Conclusions and Outlook

Hematopoietic stem cells maintain hematopoiesis through tightly regulated layers of self-renewal, differentiation, and cell death during the entire life span of vertebrates. Nevertheless, programmed telomere shortening as a hallmark of replicative senescence occurs in HSCs, which is not completely understood, since conventional correlations between telomere maintenance and telomerase activity appear to be only partially valid in these cells. Importantly, telomerase activity and telomere dynamics seem to play a different role in embryonic stem cells compared to adult stem cells. Although stem cell proliferation generally allows for tissue repair and regeneration, it also bears the risk of cancer, which is impaired by tumor suppressor mechanisms, either eliminating potential cancer cells by apoptosis or limiting their proliferation by senescence. Apparently, factors ensuring stem cell proliferation as a prerequisite of relative longevity must be well balanced with mechanisms that prevent cancer (reviewed in Beausejour and Campisi 2006). In this context, coexistence of telomerase expression - maybe here rather as an antiapoptotic factor - and telomere shortening might appear less contradictory in the hematopoietic stem cell compartment.

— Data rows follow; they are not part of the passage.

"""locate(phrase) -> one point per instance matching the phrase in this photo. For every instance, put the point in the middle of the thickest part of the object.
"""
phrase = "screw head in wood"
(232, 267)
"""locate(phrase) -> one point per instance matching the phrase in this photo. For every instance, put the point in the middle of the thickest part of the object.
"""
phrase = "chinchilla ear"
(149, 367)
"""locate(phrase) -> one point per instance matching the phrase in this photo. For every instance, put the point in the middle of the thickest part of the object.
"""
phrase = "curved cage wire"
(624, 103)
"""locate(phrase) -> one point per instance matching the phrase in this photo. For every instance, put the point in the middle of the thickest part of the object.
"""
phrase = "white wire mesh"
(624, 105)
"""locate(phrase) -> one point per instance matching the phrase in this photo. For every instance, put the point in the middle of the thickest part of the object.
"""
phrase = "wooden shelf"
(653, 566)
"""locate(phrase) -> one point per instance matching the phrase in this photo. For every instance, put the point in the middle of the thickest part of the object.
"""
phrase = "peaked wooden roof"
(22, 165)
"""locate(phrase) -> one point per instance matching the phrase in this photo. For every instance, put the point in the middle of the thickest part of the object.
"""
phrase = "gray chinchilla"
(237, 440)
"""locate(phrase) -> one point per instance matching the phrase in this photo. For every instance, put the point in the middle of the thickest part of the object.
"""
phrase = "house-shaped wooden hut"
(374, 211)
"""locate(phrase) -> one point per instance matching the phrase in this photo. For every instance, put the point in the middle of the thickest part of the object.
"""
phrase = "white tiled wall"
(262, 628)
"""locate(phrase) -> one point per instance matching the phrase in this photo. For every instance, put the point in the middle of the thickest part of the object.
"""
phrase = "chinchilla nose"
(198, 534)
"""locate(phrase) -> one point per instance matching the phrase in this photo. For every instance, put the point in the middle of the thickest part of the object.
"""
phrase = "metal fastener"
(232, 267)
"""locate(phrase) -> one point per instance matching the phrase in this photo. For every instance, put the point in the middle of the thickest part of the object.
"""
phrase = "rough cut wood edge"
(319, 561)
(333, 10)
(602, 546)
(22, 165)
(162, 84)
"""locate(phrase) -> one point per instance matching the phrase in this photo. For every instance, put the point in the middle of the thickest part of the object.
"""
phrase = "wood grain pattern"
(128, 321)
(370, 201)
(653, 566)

The paucity of markers for cellular senescence makes it difficult to evaluate the relevance of this phenomenon for in vivo aging - not only in stem cells. Most recently the combinatory use of three biomarkers (telomere dysfunction, activation of the ATM DNA-damage response, and heterochromatinization of the nuclear genome) in aging baboons provided evidence that senescent cells exist in vivo and can account for more than 15% of skin fibroblasts in aged animals (Herbig et al. 2006). Whether the stem cell compartment is affected to the same extent remains elusive. Hence, the identification of further senescence markers could facilitate a better monitoring of senescence phenotypes in vivo, not least in hematopoietic stem cells. Furthermore, elucidating the particular mechanisms of telomerase expression and telomere maintenance in HSCs might contribute to strategies which focus on rejuvenation of stem cell populations for gene therapy and transplantation and the repopulation capacity of HSC after myelo-ablative therapies.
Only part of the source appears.